Tal vez (hasta esa tontería llegué a pensar), mi inesperada «traición» le hubiera causado una pequeña herida a su corazón.
Y entonces sucedió: dos mariposas aparecieron frente a mí.
Emocionado, por un instante pensé tontamente que podían ser las mismas que aquel día habían intentado detenerme, que ahora venían a consolarme.
Pero no, de pronto aparecieron dos más, luego fueron diez y en un minuto toda la plaza era recorrida por una multitud de mariposas de colores, conmovedor homenaje para quien una vez afirmó: «Nunca quise mariposas clavadas en un cartón».
Y luego ocurrió lo que ya no olvidaré: por Avenida de Mayo, en una suerte de mágica procesión alada, cientos de mariposas venían a sumarse al homenaje más maravilloso que persona alguna habrá recibido jamás.
No sé si reí o lloré, pero las lágrimas estaban allí.
En su «Libro del desasosiego», Fernando Pessoa escribió: «La vida perjudica a la expresión de la vida, si viviésemos un gran amor, no lo podríamos contar».
Es una observación muy justa, porque es verdad.
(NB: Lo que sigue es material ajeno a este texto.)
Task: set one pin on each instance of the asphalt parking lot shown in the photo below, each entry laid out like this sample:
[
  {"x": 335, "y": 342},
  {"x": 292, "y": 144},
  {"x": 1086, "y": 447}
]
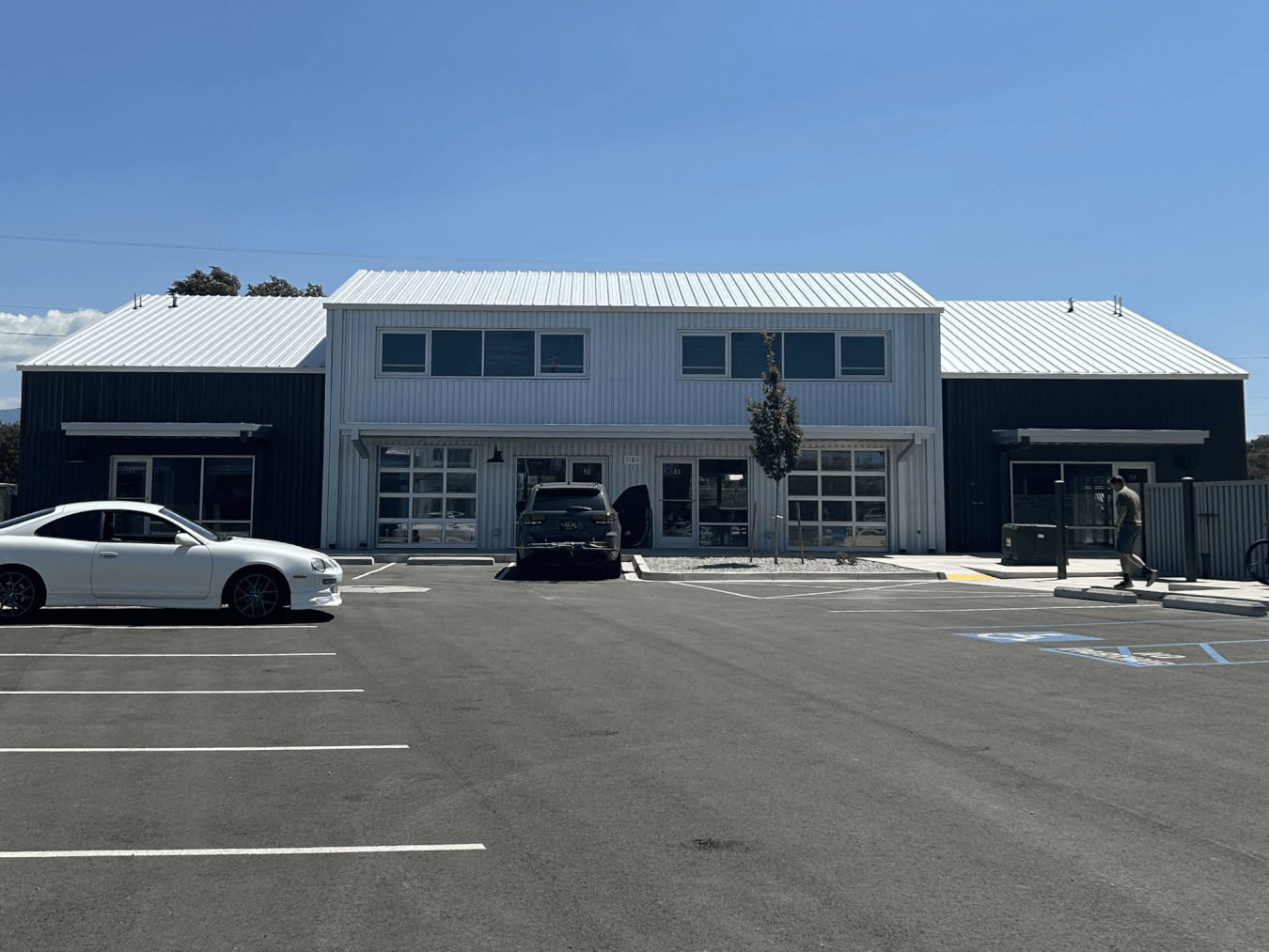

Es un error creer que hay palabras para expresar todas las emociones, no es así. Por tanto, sé que en vano buscaré las palabras para comunicar lo que ese momento significó para mí.
Al día siguiente, en la televisión, se comentaba que esa insólita invasión de mariposas había sido causada por la temperatura, inusualmente alta, de una zona aledaña a la ciudad.
No lo niego.
Pero no puedo dejar de pensar en Cortázar y en su poética protesta al final de su cuento «La tos de una señora alemana»:
¿Hasta cuándo vamos a seguir creyendo que lo maravilloso no es más que uno de los juegos de la ilusión?